Pakistan's judicial system stems directly from the system that was used in British India. The Supreme Court has original, appellate, and advisory jurisdictions. The president of Pakistan appoints the justices. Each province has a high court, the judges of which are also named by the president. Below the high courts are district and session courts, and below these are subordinate courts and village courts on the civil side and magistrates on the criminal side. There are no jury trials in Pakistan.
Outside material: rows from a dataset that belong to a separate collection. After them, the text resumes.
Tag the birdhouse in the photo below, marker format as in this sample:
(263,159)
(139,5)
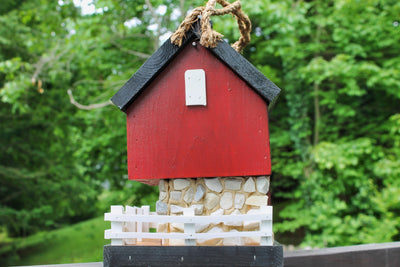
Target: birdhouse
(196,112)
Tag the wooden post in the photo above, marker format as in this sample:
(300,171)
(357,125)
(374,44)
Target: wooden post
(265,226)
(189,228)
(116,226)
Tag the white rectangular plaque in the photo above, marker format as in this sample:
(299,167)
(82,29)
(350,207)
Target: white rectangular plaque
(195,88)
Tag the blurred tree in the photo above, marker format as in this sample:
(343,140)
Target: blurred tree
(334,131)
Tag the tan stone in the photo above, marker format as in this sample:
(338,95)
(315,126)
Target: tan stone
(198,209)
(257,201)
(235,224)
(252,225)
(233,184)
(188,197)
(176,209)
(239,200)
(226,201)
(213,184)
(211,201)
(162,227)
(161,208)
(249,186)
(175,196)
(199,192)
(180,184)
(262,184)
(233,241)
(177,227)
(200,227)
(211,242)
(162,186)
(163,195)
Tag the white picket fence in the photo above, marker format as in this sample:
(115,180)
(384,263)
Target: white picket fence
(131,225)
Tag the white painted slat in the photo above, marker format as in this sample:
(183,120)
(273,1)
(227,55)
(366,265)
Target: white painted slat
(265,226)
(130,226)
(116,226)
(189,228)
(182,219)
(109,234)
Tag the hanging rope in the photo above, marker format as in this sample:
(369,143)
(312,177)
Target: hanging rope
(209,37)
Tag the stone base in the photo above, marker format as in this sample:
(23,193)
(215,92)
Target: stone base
(214,196)
(164,256)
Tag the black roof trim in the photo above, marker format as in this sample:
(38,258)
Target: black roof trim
(160,59)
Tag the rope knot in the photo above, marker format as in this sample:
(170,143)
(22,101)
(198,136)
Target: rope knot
(210,38)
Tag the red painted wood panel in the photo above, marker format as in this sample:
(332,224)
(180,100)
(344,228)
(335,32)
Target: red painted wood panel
(228,137)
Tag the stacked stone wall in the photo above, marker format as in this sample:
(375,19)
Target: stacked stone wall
(214,196)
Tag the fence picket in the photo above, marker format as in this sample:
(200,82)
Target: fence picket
(133,225)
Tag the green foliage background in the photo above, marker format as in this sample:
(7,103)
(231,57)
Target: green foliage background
(335,131)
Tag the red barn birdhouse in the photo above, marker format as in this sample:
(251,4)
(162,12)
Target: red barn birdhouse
(196,112)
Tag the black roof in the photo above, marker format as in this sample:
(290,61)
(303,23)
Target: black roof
(160,59)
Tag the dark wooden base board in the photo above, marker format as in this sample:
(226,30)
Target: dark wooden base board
(164,256)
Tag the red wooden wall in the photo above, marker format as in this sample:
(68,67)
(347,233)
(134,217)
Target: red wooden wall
(228,137)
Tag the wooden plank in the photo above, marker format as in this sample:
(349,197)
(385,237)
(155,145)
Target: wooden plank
(109,234)
(189,228)
(90,264)
(210,256)
(182,219)
(371,255)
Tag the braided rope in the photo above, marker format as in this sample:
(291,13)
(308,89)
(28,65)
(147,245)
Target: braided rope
(209,37)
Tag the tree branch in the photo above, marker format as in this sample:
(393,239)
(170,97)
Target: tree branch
(86,107)
(135,53)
The British tradition of an independent judiciary has been undermined in Pakistan by developments over the last 50 years. In May 1991, for example, the National Assembly adopted legislation which incorporated the Islamic legal code, the Shari'ah into Pakistan's legal system. A Federal Shari'ah Court has the power to nullify any law it finds repugnant to Islam.
Courts in Pakistan are also subject to pressure from the executive branch, in part because of presidential power over transfer and tenure of high court justices and lower court judges. Judges in the special courts are retired jurists hired on renewable contracts so that their decisions may be influenced by a desire for contract renewal. Nonetheless, the provincial high courts and the supreme court have exercised some degree of independence in handing down a number of cases against the government. In 1996 the supreme court issued orders curtailing the powers of the executive to appoint and transfer high courts' judges.
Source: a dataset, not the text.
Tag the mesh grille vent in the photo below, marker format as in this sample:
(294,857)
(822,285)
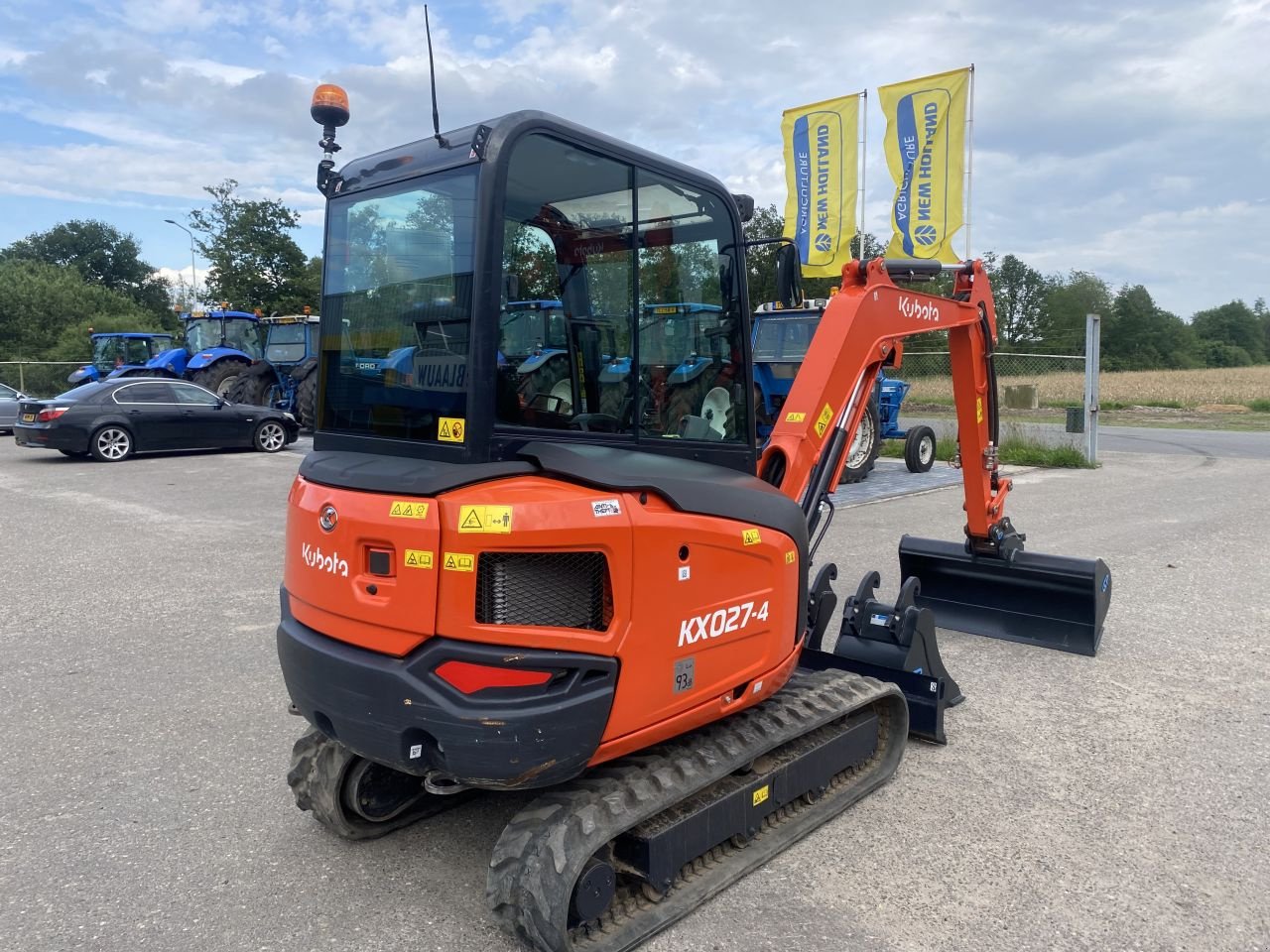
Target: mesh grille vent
(547,589)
Again, in late 1997, the issue of the appointment of judges to the supreme court led to deteriorating relations between Prime Minister Nawaz Sharif and the chief justice of the supreme court, Sajjad Ali Shah. In November, the supreme court brought charges of contempt against Nawaz Sharif, but the chief justice was forced out of office before a verdict could be handed down (a guilty verdict would have disqualified Sharif from office).
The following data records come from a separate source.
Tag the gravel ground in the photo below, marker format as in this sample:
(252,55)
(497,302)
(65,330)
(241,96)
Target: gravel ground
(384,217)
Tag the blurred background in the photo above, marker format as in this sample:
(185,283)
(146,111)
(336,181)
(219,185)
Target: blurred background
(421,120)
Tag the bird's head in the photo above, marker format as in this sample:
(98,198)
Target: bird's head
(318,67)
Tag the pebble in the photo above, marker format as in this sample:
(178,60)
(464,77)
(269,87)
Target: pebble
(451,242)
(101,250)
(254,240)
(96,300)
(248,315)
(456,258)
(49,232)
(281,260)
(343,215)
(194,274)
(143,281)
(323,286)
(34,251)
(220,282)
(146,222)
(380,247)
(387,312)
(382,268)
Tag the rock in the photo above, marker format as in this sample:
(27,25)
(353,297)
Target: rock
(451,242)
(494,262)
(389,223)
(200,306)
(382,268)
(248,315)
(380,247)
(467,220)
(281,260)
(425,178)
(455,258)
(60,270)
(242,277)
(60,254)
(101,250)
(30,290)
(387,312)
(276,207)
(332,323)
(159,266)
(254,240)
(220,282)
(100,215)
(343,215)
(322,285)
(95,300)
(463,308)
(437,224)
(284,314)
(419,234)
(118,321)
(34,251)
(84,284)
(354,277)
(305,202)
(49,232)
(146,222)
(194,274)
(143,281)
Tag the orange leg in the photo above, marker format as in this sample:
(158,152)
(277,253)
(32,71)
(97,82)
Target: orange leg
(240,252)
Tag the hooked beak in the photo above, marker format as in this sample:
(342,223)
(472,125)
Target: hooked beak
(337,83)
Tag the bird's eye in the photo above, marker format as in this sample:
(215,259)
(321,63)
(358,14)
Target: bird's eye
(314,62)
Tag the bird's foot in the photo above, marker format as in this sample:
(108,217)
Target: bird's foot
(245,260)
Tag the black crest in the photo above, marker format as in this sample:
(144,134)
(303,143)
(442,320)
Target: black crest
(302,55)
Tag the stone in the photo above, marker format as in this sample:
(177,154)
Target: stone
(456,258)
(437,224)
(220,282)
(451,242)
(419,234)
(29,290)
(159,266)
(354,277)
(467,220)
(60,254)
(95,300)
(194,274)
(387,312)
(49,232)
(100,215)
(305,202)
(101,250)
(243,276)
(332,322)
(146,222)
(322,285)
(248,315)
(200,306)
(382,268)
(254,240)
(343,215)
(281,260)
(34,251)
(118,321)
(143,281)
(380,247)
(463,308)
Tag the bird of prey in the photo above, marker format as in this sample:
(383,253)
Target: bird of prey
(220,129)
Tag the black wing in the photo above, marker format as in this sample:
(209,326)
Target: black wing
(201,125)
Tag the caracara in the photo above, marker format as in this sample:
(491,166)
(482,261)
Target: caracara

The position of the judiciary in Pakistan has also been affected by periods of military rule in the country. When General Zia al-Huq imposed martial law in 1977, military courts were given jurisdiction over trial and punishment of civilians found guilty of violating martial law regulations. The verdicts could not be appealed to a higher civilian court. Moreover, a provision of the 1973 constitution that judges could be removed only by the supreme judicial council, consisting of the chief justice and two ranking judges from the supreme court and the high courts, was revoked by the military government in June 1979. Under the 1981 interim constitution, a new oath was imposed on all supreme court, high court, and Shari'ah court judges, and all laws promulgated by the martial law regime were exempted from judicial review. The supreme court chief justice and several other judges were replaced after refusing to take the oath. Although the military courts were abolished in December 1985, their decisions still cannot be appealed to civilian courts.
Similarly, in January 2000, Musharraf required all judges to take an oath of loyalty to his regime. The supreme court chief justice, Saiduzzaman Siddiqui, and five colleagues refused and were dismissed. This was just a week before the court was due to hear the first of several cases challenging the legality of the new government. Legal experts argue this action did irreparable harm to Pakistan's judiciary; with all sitting judges having accepted the military regime, there is no independent judiciary to protect the constitution.